In fact the Princesse de Lascabanes appeared before the solicitor had touched his earlier than usual tea.

‘You can’t begin to imagine the effect these headaches have on me, but I assure you, to experience one of them is — ghastly!’

Suffering, whether of a particular or a general kind, had enlarged her eyes and filled them almost to the brim. Dorothy Hunter was a handsomer woman than Arnold Wyburd remembered.

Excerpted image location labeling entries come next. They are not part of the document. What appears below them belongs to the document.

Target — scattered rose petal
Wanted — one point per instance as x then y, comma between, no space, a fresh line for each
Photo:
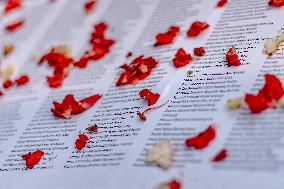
14,26
199,51
167,37
150,96
196,28
161,154
8,49
173,184
11,5
232,57
139,69
202,140
267,97
32,158
7,84
221,156
93,129
81,142
271,45
142,115
221,3
234,103
22,80
276,3
181,58
89,6
70,106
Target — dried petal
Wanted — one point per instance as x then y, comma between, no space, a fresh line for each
181,58
196,28
32,158
221,156
221,3
202,140
232,57
199,51
150,96
161,154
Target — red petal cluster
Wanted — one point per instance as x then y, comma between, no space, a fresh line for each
267,97
174,184
276,3
14,25
202,140
32,158
89,6
70,106
150,96
222,155
200,51
196,28
139,69
22,80
11,5
181,58
100,46
81,142
232,57
61,66
221,3
167,37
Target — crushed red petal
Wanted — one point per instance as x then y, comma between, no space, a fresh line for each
89,6
276,3
232,57
222,155
221,3
129,54
11,5
267,97
196,28
70,106
174,184
32,158
22,80
81,142
167,37
7,84
181,58
14,25
202,140
100,46
150,96
200,51
139,69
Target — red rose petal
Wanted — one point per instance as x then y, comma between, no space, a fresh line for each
14,25
222,155
181,58
276,3
221,3
11,5
22,80
196,28
202,140
232,57
70,106
150,96
7,84
199,51
32,158
167,37
81,142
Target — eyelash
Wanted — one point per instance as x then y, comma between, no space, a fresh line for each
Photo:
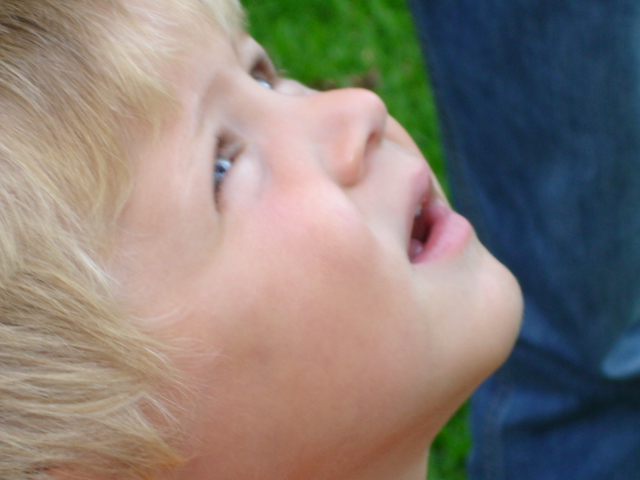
221,168
264,74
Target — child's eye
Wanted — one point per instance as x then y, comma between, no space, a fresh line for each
221,168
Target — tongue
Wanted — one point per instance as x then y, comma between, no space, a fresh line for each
415,248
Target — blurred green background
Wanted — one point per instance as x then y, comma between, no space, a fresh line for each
371,44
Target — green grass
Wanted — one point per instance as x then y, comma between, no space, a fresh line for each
364,43
370,44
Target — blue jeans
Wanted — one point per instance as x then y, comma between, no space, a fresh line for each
539,104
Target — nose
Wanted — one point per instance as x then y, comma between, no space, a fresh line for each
351,125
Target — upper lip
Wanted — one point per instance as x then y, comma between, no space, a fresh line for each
422,194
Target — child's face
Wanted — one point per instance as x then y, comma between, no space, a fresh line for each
303,311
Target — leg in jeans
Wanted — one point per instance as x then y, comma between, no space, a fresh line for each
540,115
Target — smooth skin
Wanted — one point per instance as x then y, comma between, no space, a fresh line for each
315,346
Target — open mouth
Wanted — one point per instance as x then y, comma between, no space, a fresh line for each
419,232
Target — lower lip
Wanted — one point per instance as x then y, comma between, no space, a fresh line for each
449,234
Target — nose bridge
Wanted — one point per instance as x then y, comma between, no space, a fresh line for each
351,123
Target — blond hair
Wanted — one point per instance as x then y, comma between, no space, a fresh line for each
79,382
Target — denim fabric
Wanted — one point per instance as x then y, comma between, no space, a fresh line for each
539,104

The princess could see this, and she saddened her smile accordingly. She had forgotten how easy success feels. She knew already from her dressing-table glass that she looked appealing: exhaustion had combined with relief to make her so. She was always at her most effective in garments which had reached the stage where the shabby has not too obviously taken over from the sumptuous, like her old Persian lamb, in the sable collar of which she had pinned a brooch: an enormous blister pearl in its targe of diamonds, one of the few fruits of her unfortunate marriage. Now if she was exhausted by the discomforts, not to say the shocks, of ‘Kudjeri’, she was sustained by knowing that Mother had chosen for herself the only reasonable way out of their impasse, and that the years of her own genteel and, yes, gallant poverty, were thereby ended. (No doubt there were lots of malevolent little souls who had seen the past situation in a different light, and who would begrudge her the ease she was about to enjoy. The attitude of the professional poor to the privations of the theoretically rich had always incensed Dorothy de Lascabanes; it was so wrong: a brooch, for instance, is more often than not the symbol of a substance which barely exists.)